Judging by excavated and textual data, there seems to have been a fairly consistent concept of the layout of urban centres, although the plan was not invariably adhered to. The town was enclosed by a moat or a rampart, and was sometimes fortified. Digging a moat probably threw up enough earth for the beginnings of a rampart. These sometimes began as mud-fillings, as at Rajghat, and graduated to include bricks, as at Kaushambi. Since many of the towns were located on river banks the rampart would have been a protection against flood, as well as providing a minimal defence against predators and raids. As it developed, the urban ambience was different from that of the village and this may also have encouraged a demarcation. Towns were the location of what was collected as revenue and placed in a treasury, which would also have made them vulnerable to attack and necessitated some form of fortification. The houses were better built than previously and, in the later stages, were of mud-brick with some limited use of fired brick. They were equipped with facilities that were new, such as drains, ring wells and soakage pits which were to become archaeological markers of the second urbanization and were different in form from those used in Harappan cities. Houses at Bhir Mound consisted of rooms built round a courtyard, and this was the prototype house-plan for many towns in India. Rooms opening directly on to streets may have been shops. Streets were levelled to allow wheeled traffic.

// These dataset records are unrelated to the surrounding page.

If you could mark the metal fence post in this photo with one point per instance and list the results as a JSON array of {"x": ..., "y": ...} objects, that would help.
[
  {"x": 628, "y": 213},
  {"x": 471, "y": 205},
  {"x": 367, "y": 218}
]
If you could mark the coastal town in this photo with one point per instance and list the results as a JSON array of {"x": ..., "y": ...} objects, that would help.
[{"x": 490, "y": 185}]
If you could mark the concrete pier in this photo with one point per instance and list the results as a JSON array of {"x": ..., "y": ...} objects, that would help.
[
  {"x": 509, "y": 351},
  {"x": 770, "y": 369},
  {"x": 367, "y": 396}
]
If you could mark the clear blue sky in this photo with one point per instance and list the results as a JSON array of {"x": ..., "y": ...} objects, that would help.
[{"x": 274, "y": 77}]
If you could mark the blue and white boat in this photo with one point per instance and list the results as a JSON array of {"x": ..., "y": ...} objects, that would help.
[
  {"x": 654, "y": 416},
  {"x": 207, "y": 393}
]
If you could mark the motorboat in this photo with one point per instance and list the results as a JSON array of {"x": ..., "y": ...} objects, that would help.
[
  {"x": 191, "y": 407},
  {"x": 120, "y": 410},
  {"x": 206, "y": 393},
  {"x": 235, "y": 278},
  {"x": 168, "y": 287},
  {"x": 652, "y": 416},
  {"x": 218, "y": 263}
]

A large range of items was involved in the early trade. Iron objects ranged from hoes, sickles and knives to hooks, nails, arrowheads, vessels and mirrors. Salt was mined in the Potwar Plateau in the north-west, and may have travelled the long distance to the Ganges Plain. Craftsmen and artisans in the towns produced textiles, beads, pottery, ivory objects, ceramics and glassware, and artefacts of other metals, all of which were items of trade. The occurrence of the occasional weight together with some of these items underlines exchange. The distribution through exchange was not limited to the Ganges Plain. Goods were also taken to the north-west, from where presumably horses were brought back, and texts refer to the production of blankets and woollen goods in this area, intended for trade. Human and animal forms in terracotta were in considerable demand, and terracotta moulds are commonly found. Figurines reappear, particularly those with extraordinarily elaborate coiffures. Terracotta was also used for making the impressively precise rings for the wells and for the large jars, fitted one above the other as soakage pits.